Copenhague 2013 – Jour 2 – Hillerod et PORTRÆT Nu!

Pour le 2ème jour, direction Hillerød au nord de Copenhague, à 40 minutes environ en S-Tog (ligne E et B le week-end) et 15 minutes à pieds (c’est très bien flêché). En train le paysage n’a pas beaucoup d’interêt à part, en quittant la capitale, les ferrys énormes (qui desservent Oslo notamment) à la station Nordhavn.

Hillerød (qui se prononce à peu près “hilereu”), c’est d’abord là que se tient le plus grand château du Danemark, Frederiksborg slot (le château de Frederiksborg) de style Renaissance, qui hébérge le musée du même nom (75 DKK l’entrée soit environ 10 €). Une bonne partie du château n’est plus d’origine mais a été reconstruite à l’identique après l’incendie de 1859.

L’extérieur avec ses accès successifs, son lac, ses jardins est splendide. Sinon, il faut être fan de châteaux pour apprécier à leur juste valeur les tableaux, sculptures, meubles et objets de décoration qui en font la richesse intérieure. A noter une belle église palatiale et la superbe salle de garde à l’entrée qui accueille les visiteurs.

D’un point de vue photographique, le lieu fait partie du festival photo avec deux expositions. La 1ère, au dernier étage, est à réserver aux fins connaisseurs de la Maison Royale du Danemark avec des photos de famille de Christian IX. Accessoirement, cette section contemporaine inclut de nombreux portraits dont quelques uns photographiques mais là encore seuls les danois et spécialiste de la scandinavie y trouveront leur compte.

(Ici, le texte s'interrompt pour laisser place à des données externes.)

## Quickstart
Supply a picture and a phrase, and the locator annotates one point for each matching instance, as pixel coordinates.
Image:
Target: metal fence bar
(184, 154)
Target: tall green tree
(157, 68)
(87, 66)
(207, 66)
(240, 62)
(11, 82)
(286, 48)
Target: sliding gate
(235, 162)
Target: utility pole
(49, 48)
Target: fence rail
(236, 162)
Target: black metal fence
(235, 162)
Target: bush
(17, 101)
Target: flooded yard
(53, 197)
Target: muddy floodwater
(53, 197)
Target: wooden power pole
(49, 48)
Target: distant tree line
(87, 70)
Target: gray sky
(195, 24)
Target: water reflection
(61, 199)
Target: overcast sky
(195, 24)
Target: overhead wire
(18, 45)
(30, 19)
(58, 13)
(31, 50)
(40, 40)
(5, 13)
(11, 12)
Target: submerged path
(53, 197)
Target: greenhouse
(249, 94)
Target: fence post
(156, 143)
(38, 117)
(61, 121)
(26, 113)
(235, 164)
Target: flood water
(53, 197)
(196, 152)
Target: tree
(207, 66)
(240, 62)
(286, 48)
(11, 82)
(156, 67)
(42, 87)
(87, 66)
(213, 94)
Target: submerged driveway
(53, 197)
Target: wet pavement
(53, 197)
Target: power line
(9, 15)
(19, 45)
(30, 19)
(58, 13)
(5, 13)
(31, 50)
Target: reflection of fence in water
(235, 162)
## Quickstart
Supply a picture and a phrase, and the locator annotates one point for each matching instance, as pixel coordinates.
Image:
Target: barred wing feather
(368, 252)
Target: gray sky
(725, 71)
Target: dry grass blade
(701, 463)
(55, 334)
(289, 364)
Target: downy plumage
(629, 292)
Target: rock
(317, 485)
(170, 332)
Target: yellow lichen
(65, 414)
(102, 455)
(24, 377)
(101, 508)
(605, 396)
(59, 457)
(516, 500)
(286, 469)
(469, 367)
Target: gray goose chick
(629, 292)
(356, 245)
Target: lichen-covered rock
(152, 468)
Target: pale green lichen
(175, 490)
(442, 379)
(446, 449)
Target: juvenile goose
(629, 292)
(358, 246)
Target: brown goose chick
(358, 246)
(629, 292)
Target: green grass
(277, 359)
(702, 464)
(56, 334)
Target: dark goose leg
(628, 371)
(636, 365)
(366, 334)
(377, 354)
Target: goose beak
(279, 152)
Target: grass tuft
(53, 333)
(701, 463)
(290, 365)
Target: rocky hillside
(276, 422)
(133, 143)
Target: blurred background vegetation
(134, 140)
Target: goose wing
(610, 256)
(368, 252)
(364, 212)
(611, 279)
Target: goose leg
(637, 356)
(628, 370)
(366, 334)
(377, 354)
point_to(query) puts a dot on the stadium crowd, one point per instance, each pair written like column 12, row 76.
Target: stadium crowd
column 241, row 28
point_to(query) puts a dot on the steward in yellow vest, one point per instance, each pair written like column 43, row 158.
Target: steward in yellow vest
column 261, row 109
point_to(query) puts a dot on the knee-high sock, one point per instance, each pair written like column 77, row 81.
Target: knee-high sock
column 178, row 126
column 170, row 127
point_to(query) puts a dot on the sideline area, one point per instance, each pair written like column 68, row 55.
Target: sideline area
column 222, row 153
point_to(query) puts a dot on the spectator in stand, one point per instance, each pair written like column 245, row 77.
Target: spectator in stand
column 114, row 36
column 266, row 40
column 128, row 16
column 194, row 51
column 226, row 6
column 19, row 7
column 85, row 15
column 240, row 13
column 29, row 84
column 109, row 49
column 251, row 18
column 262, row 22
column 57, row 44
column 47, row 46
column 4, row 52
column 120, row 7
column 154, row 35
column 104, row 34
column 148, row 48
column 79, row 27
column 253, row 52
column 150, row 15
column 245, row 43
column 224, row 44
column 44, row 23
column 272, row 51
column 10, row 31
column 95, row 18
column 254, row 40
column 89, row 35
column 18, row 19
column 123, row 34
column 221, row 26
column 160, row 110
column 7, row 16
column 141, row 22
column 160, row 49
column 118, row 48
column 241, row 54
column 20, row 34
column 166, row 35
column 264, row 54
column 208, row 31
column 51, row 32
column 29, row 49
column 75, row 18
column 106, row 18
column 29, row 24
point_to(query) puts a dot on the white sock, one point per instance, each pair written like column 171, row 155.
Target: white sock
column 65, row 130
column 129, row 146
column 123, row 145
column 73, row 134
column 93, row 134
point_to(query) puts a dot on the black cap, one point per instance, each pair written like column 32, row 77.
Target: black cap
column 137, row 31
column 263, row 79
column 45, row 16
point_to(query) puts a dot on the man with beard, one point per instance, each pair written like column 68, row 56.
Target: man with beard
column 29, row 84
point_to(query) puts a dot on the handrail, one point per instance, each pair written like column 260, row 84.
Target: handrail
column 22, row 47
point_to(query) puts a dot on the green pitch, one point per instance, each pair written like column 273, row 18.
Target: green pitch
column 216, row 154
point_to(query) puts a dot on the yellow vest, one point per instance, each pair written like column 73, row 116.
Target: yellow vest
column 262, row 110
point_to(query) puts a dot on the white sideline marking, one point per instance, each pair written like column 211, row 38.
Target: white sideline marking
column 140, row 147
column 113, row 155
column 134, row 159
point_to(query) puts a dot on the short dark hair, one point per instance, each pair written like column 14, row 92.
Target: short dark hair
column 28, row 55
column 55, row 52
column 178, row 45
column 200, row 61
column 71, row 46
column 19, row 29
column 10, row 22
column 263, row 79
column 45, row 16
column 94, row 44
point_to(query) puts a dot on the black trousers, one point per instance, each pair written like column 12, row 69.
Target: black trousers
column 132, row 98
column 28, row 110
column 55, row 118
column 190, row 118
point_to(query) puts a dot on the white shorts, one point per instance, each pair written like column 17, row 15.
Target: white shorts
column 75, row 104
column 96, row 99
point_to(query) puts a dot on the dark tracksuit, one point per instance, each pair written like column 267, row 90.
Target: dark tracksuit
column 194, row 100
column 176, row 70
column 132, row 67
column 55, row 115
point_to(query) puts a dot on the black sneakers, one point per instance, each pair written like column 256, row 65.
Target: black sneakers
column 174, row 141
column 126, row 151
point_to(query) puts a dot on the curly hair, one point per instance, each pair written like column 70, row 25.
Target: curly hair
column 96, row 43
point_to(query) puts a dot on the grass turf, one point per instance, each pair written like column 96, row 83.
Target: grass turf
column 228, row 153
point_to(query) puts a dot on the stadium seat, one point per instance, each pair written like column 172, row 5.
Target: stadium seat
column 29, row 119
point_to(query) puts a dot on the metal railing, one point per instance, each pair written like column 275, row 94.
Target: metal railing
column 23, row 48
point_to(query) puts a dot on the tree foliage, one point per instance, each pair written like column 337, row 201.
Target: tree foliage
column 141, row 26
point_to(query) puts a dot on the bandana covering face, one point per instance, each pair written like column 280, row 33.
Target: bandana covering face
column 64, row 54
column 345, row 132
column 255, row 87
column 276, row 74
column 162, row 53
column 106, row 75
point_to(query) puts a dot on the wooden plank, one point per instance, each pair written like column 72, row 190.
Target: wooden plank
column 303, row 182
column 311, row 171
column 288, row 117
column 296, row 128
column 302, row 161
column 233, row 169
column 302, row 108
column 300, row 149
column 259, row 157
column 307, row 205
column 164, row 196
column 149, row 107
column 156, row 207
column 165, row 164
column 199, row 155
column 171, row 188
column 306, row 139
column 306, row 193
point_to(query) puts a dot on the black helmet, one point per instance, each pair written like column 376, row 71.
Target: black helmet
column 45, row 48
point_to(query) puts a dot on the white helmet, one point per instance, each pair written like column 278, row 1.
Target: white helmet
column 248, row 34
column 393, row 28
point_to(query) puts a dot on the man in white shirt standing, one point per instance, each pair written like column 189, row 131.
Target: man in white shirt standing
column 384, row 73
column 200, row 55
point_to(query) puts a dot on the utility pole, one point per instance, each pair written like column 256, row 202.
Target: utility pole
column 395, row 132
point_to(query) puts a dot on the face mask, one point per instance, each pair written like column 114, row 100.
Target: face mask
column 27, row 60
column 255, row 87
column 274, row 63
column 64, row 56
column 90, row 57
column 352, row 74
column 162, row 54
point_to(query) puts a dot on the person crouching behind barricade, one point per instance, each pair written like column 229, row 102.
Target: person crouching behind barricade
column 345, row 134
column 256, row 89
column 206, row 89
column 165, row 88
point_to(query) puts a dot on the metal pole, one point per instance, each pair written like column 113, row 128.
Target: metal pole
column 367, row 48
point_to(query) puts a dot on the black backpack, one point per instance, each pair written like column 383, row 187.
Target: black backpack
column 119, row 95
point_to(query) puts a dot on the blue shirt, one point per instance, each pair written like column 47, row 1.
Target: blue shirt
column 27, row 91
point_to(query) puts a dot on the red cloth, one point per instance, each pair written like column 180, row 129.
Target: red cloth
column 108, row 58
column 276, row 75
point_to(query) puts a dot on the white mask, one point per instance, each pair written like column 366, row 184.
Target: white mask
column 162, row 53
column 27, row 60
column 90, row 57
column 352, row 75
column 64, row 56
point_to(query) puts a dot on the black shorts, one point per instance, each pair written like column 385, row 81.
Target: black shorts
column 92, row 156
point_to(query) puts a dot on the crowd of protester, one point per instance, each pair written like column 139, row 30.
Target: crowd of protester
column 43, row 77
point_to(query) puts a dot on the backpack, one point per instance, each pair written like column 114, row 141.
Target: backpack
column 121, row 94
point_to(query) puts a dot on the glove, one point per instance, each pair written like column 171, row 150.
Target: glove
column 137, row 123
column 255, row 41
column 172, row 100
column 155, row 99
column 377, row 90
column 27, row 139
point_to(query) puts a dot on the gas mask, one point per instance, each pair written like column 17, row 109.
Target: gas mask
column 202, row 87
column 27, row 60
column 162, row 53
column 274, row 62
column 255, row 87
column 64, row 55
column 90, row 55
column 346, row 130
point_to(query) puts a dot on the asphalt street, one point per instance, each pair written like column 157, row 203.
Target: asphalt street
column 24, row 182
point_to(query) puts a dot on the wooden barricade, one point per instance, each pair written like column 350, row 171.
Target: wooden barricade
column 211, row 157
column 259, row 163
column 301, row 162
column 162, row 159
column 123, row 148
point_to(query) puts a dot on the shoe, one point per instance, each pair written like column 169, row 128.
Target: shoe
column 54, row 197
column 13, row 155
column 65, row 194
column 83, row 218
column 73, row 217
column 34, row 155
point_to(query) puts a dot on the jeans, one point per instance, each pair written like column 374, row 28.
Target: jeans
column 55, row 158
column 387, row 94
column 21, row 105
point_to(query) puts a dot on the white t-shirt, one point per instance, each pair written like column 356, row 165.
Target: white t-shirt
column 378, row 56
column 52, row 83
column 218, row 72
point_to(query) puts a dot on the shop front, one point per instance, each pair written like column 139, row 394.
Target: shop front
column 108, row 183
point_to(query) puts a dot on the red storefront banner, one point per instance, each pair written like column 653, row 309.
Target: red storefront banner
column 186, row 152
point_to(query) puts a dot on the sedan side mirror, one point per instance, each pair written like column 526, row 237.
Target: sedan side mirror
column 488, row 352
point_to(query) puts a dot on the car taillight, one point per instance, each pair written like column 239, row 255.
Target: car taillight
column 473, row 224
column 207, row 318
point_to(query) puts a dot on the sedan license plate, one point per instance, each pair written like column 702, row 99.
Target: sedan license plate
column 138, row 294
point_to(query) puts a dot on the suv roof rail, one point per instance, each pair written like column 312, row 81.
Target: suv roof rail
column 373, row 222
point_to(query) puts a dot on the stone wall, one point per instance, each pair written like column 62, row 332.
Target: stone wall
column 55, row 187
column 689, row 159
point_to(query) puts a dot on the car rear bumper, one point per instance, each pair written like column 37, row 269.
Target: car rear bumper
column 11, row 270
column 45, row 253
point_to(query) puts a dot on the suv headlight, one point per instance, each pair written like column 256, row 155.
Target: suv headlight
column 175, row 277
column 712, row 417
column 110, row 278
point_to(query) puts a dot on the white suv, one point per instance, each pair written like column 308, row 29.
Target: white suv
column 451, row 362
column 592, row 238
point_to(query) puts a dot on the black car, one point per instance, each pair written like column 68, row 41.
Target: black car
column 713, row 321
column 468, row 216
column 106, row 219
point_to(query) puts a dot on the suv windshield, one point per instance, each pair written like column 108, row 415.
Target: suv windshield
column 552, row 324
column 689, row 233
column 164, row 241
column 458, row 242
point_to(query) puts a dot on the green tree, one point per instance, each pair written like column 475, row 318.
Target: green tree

En sortant du musée, et il fallait à la fois de l’attention et de la chance pour ne pas la rater, se tenait une exposition consacrée à l’art du portrait, essentiellement peint ou photographique, parfois vidéo. Le titre en est PORTRÆT Nu! (Portrait Now!). A priori c’est le fruit du Brygger J.C. Jacobsens Portrætpris. Le catalogue (35 Mo) est téléchargeable et l’édition papier est à 90 DKK (12 €).

Voici les photographes, tous représentés par une seule oeuvre. Une fois rendu sur le web, force est de constater que bien peu nombreux sont ceux qui ont un site et quand ils en disposent, on ne peut pas dire que ce soit concluant… Il est ainsi de Keen Heick-Abildhauge, Johan Peter JønssonLene Wyke, Tune Andersen, Pernille Bering, Torben Eskerod, Neel Jans. Par contre, on peut retenir le travail de Lina Bjorno, Per Morten Abrahamsen, Malin E. Nilsson, Filippo Zambon et Harri Pälviranta (vu à Derby ici).

Evidemment, un tel bilan n’invite pas à revenir.